Omega-3 and omega-6 fatty acids compete for the same enzymes in the body, and they push the immune system in opposite directions. Omega-6 fatty acids generally promote inflammation, a necessary response to injury and infection. Omega-3 fatty acids generate specialized compounds called resolvins and protectins that help bring inflammation back under control. When your diet is heavily skewed toward omega-6 fats (common in diets high in processed seed oils) with very little omega-3, the result is a chronically pro-inflammatory state linked to higher risk of autoimmune conditions, allergies, and blood clots. Fatty fish, walnuts, and flaxseed are among the richest dietary sources of omega-3s.
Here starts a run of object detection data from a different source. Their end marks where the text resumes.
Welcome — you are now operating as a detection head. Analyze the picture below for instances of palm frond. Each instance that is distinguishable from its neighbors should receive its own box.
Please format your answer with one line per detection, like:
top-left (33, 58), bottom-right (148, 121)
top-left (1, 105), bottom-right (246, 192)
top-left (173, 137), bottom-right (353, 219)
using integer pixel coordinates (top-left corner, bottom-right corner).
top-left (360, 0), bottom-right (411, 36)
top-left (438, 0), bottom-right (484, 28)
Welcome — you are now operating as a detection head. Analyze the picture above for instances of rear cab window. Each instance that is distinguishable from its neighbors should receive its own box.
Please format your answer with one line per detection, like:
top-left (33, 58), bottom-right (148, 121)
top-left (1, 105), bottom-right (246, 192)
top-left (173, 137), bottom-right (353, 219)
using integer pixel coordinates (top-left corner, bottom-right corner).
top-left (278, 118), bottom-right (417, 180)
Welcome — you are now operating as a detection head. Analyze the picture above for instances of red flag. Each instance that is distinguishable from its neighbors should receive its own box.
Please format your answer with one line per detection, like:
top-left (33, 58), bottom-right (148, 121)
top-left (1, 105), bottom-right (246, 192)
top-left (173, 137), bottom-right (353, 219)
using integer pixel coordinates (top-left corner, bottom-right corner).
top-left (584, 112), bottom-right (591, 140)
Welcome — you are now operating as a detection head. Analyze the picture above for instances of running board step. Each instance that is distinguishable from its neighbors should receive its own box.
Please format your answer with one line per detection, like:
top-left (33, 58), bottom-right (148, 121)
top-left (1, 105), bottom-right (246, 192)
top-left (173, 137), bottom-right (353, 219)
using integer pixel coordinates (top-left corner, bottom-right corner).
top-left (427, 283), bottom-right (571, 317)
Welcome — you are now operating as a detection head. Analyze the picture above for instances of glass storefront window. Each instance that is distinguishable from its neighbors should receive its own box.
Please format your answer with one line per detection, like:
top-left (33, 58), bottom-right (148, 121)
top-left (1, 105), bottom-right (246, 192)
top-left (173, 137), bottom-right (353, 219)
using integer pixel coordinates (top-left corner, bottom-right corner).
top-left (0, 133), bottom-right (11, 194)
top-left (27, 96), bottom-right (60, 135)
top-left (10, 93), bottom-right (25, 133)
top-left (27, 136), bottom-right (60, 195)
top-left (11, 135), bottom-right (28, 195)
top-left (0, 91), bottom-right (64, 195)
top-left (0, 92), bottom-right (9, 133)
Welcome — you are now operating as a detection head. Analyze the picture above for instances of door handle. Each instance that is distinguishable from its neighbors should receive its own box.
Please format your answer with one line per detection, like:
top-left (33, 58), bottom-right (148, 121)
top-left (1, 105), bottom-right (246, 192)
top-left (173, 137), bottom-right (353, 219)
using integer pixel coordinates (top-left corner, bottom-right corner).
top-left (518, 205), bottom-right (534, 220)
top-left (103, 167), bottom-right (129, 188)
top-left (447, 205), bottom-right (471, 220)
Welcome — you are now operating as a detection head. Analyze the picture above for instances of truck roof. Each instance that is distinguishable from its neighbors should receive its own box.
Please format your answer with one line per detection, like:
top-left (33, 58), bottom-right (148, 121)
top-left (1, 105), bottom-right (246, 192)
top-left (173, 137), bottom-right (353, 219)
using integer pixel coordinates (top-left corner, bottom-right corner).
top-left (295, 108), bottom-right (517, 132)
Blood Lipid Levels and What They Mean
A standard lipid panel measures four things in your blood. The CDC lists these optimal targets:
- Total cholesterol: around 150 mg/dL
- LDL cholesterol (“bad”): around 100 mg/dL
- HDL cholesterol (“good”): at least 40 mg/dL for men, 50 mg/dL for women
- Triglycerides: less than 150 mg/dL
LDL particles carry cholesterol from the liver to the rest of the body. When there’s too much LDL, cholesterol accumulates in artery walls and forms plaques that narrow blood vessels. HDL particles do the reverse, picking up excess cholesterol and returning it to the liver for disposal. That’s why a high LDL-to-HDL ratio is a stronger predictor of cardiovascular risk than total cholesterol alone.
Triglyceride levels reflect how much fat is circulating in your blood after meals, and chronically high levels often accompany insulin resistance and metabolic syndrome. Because lipids don’t dissolve in water, the body packages them inside protein-coated particles (lipoproteins) for transport through the bloodstream. The names LDL and HDL refer to these transport particles, not to different kinds of cholesterol itself.